Barney disbands his old crew and sets his sights on a suicide mission to kill Stonebanks with a younger and, in his eyes, even more “expendable” crew — Thorn (Glen Powell), Luna (UFC star Ronda Rousey), Mars (Victor Ortiz) and Smilee (Kellan Lutz). From here, a lot of things happen, a lot of people are bloodlessly killed thanks to the PG-13 rating and the likes of Harrison Ford, Kelsey Grammer, Arnold Schwarzenegger (who delivers a classic line at just the right time) and even Jet Li get into the mix to varying degrees.

The addition of Snipes is a welcome one, but, surprisingly, Antonio Banderas as Galgo, a garrulous killer who’s bursting at the seams to get in the fight, is one of the best things about the movie. Oftentimes characters created to annoy the other characters in a film are often annoying to the audience itself, but in this case the timing consistently works as he’s giddy just to get involved in killing some bad guys.

Easily the biggest misstep is the PG-13 rating, which knocks this film down as the majority of the action is a bunch of bullets being fired, knives across throats and hand-to-hand combat that certainly ends with a winner and a lot of losers, but the imagination in the action is lost. There is simply too much killing going on in this movie for there not to be a single drop of blood and the movie suffers for it. I’m not suggesting a movie with a high body count is somehow better simply with the addition of blood, but with the addition of blood and some gore not only does the tension rise along with the consequences, but the filmmakers can be more inventive in the action. More stakes are on the table for how these people can fight the bad guy rather than mowing them down with machine guns time and time again.
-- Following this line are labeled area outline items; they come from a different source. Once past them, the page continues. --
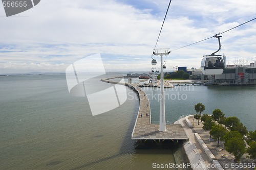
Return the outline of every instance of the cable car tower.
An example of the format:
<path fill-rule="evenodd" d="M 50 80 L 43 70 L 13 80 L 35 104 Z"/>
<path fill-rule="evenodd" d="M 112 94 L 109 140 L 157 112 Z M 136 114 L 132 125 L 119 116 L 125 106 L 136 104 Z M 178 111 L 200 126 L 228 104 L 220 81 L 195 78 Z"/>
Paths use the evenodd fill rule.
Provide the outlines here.
<path fill-rule="evenodd" d="M 221 50 L 220 37 L 222 36 L 216 34 L 214 37 L 219 41 L 219 49 L 211 55 L 204 56 L 201 62 L 202 73 L 205 75 L 221 75 L 225 67 L 221 55 L 215 54 Z"/>
<path fill-rule="evenodd" d="M 159 115 L 159 131 L 165 131 L 166 128 L 165 126 L 165 106 L 164 103 L 164 98 L 165 92 L 163 88 L 163 56 L 166 56 L 170 54 L 169 48 L 155 48 L 153 54 L 156 56 L 161 56 L 161 79 L 160 79 L 160 90 L 161 95 L 160 96 L 160 115 Z M 165 66 L 164 65 L 164 66 Z"/>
The other issue the film faces is a matter of length. At 126 minutes it’s just too damned long and the montage in which Kelsey Grammer as Bonaparte aids Barney in selecting his newer, younger team members isn’t altogether boring, but it’s edited and left too long. Following that is an insert where the two are driving around somewhere (though it’s clearly a green screen set piece) and Bonaparte asks for his money upfront. It’s a scene that could have been inserted anywhere else but director Patrick Hughes (whose directing skills are quite lacking) felt it was necessary to waste another minute of our time with a throwaway scene that only sticks out for its needlessness rather than any relevancy to the story.

In the end, I liked Expendables 3. Perhaps more due to lowered expectations, but I know for a fact had this been trimmed down by 10-15 minutes and had they made it an R-rated movie with violence akin to what Stallone delivered in his final Rambo film or even the first Expendables I would have liked it a lot more. But this is the state of the cinematic world we live in now, where not even our tough guy cinema can go all out as the almighty dollar and the teen demographic drive studio driven features. It’s a shame, because it’s not a matter of merely adding CG blood to this current cut, it’s about new choreography, more inventive kills and some actual consequences that would have turned this into one hell of a bad ass ride. Instead it’s just a decent way to spend a couple hours with a dream of what could have been.